Doch jetzt muss Carmen Gürster zurück in ihr Revier, die Fütterungen bei den Seehunden, Seebären und dann noch bei den Seelöwen stehen an. Auch diese Tiere, erzählt sie auf dem Weg durch die Anlage, hätten während der Schließzeiten den Kontakt zu den Besucher*innen spürbar vermisst. Den Pinguinen hingegen, die auch zu ihrem Revier gehören, hätte das nichts ausgemacht: „Die sind sich selbst genug.“

Diskussionen an der Kasse

Ein geschlossener Zoo brauchte auch keine geöffneten Kassen. Als im vergangenen Jahr alle Rest arbeiten erledigt und die Laufzeit der Jahres karten entsprechend verlängert war, gingen die Beschäftigten in Kurzarbeit. Aber aufgestockt durch den Tarifvertrag sei das in Ordnung gewesen, sagt Claudia Preuß, die selbst betroffen war: „Immerhin mussten wir niemanden entlassen.“

Anstrengend sei hingegen die Zeit gewesen, als sich die Regelungen für den Zoobesuch ständig änderten.
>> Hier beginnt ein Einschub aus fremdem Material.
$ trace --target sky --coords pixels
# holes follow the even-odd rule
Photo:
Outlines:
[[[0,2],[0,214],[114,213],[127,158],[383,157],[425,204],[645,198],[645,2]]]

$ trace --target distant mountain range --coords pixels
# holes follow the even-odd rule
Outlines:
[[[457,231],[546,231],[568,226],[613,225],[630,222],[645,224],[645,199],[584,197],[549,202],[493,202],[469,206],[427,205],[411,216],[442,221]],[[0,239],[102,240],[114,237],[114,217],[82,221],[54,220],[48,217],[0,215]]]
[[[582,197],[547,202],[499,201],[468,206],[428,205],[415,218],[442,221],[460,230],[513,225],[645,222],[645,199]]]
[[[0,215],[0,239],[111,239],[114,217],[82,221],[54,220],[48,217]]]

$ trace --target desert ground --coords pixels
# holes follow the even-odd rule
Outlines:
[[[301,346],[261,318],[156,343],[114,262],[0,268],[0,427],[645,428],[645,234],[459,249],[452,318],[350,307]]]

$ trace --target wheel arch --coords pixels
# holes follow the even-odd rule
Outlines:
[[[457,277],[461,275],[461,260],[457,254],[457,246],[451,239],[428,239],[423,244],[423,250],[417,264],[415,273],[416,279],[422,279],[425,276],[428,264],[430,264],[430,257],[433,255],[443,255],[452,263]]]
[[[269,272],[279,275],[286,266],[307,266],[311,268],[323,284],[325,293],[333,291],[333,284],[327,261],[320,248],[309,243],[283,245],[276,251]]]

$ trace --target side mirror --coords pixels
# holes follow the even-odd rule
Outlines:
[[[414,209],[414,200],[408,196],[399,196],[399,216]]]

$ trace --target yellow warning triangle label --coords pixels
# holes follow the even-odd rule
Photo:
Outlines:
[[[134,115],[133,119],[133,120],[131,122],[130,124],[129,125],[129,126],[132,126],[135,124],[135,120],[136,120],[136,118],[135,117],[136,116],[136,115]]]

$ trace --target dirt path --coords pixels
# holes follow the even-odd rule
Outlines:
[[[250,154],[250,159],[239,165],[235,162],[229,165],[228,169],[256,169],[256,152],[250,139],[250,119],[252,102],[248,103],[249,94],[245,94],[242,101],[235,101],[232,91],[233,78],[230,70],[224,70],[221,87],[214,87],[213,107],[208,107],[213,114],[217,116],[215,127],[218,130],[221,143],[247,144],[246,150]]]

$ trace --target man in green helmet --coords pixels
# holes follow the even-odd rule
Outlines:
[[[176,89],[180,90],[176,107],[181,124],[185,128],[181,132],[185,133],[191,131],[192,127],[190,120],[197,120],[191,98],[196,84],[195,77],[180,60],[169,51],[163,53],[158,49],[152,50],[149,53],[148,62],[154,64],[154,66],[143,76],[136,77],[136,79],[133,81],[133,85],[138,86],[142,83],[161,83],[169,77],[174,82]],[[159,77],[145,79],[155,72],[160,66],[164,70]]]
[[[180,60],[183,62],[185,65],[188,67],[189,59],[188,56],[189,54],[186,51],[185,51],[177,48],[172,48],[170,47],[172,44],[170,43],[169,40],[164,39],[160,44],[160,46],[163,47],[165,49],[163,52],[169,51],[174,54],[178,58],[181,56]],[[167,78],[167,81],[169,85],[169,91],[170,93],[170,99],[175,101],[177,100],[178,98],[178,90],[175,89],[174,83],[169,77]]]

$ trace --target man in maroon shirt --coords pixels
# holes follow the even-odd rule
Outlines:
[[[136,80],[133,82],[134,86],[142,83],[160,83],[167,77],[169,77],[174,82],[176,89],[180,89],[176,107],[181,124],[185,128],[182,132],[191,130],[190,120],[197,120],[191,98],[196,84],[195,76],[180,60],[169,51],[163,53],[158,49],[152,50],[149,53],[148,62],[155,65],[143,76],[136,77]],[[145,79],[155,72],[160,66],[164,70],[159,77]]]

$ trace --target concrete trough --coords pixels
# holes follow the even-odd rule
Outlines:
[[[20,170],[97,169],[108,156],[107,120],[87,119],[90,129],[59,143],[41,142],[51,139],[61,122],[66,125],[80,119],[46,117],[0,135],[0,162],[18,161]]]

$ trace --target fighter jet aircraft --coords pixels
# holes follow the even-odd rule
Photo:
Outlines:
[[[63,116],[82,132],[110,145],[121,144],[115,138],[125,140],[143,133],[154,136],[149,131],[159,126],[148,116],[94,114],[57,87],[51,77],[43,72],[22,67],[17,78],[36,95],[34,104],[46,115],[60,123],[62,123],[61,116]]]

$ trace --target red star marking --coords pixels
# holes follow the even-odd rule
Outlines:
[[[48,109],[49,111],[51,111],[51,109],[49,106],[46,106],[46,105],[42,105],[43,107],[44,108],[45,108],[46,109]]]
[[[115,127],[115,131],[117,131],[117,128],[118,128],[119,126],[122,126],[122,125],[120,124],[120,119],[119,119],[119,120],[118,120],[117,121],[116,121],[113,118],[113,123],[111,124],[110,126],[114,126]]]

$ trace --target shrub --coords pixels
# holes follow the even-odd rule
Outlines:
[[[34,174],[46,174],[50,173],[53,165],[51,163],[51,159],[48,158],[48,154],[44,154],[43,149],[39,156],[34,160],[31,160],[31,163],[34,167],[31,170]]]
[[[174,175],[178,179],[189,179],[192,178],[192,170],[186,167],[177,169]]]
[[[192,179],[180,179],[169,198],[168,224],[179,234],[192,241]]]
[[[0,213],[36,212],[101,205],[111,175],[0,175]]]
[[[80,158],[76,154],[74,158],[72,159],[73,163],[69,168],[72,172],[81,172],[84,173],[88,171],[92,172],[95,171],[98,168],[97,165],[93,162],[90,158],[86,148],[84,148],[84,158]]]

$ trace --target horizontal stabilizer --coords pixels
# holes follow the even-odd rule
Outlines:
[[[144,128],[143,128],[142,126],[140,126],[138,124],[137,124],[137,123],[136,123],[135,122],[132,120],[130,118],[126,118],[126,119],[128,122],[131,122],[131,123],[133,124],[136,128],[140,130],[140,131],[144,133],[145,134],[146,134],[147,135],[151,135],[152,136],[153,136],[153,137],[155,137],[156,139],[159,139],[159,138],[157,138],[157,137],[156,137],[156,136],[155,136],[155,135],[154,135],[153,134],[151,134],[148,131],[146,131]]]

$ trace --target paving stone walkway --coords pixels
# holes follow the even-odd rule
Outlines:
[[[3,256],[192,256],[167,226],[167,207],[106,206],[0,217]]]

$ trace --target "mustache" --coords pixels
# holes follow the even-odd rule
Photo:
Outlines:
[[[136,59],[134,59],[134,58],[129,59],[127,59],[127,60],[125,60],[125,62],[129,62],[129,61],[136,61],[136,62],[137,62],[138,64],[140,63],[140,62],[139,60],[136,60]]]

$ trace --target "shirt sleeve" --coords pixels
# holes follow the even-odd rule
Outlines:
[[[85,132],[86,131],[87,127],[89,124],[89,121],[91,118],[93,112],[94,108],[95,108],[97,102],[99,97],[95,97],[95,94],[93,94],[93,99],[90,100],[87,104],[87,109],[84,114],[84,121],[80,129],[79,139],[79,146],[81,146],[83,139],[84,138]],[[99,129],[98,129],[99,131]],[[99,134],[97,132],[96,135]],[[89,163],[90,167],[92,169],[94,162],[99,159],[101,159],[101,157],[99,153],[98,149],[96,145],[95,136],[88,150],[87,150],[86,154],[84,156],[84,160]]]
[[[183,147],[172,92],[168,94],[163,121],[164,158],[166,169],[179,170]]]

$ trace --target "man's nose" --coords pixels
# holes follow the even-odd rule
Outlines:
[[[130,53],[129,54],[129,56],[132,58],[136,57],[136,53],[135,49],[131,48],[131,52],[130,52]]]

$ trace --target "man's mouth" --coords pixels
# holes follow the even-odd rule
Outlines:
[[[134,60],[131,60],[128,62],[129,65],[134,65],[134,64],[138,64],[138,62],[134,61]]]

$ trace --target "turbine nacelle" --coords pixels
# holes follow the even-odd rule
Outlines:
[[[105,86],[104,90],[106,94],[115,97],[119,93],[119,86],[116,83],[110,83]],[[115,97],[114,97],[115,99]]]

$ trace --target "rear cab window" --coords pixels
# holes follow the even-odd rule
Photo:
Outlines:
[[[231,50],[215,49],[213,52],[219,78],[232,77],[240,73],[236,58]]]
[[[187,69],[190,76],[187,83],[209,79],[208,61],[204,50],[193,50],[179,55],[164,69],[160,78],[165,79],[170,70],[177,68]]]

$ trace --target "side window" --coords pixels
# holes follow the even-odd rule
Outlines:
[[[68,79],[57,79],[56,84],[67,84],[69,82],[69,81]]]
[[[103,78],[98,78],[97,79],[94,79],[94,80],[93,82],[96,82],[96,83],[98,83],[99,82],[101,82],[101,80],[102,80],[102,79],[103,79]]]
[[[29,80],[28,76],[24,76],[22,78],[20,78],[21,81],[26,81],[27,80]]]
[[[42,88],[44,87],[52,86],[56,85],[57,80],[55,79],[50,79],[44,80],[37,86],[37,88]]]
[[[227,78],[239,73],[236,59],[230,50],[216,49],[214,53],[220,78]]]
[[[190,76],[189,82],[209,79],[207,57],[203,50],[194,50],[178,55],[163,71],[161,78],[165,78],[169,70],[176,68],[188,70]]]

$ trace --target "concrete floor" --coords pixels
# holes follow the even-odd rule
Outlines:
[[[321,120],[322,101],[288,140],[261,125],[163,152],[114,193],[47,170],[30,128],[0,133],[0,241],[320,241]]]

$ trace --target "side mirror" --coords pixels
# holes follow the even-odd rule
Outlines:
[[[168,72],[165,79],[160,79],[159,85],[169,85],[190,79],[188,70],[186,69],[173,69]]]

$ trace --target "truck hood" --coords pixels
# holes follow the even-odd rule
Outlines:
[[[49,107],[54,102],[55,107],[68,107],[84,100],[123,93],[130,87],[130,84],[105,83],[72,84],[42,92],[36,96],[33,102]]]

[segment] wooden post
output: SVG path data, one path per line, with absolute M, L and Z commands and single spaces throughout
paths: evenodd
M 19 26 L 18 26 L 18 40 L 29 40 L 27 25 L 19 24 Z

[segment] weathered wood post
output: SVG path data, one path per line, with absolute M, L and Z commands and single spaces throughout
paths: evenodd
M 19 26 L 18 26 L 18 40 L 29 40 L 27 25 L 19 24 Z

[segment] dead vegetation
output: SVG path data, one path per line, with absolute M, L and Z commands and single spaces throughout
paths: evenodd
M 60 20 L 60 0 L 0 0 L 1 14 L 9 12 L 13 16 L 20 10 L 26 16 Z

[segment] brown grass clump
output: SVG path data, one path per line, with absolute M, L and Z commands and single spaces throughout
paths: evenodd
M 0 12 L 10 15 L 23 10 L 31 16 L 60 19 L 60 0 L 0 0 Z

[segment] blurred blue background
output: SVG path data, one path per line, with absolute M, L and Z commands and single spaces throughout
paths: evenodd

Ob 2G, 3G oder Maskenpflicht, an ihrem Arbeits-platz im Kassenhaus des Zoos am Meer musste sie ständig mit Besucher*innen diskutieren. „Viele haben die Regelungen in Frage gestellt. Da waren wir der Puffer, bei uns an der Kasse müssen alle vorbei“, sagt sie. Dagegen sei es heute wieder entspannt. Selbst wenn täglich rund tausend Menschen den Zoo besuchen wollen, sei das für das eingespielte Kassenteam freundliche Routine.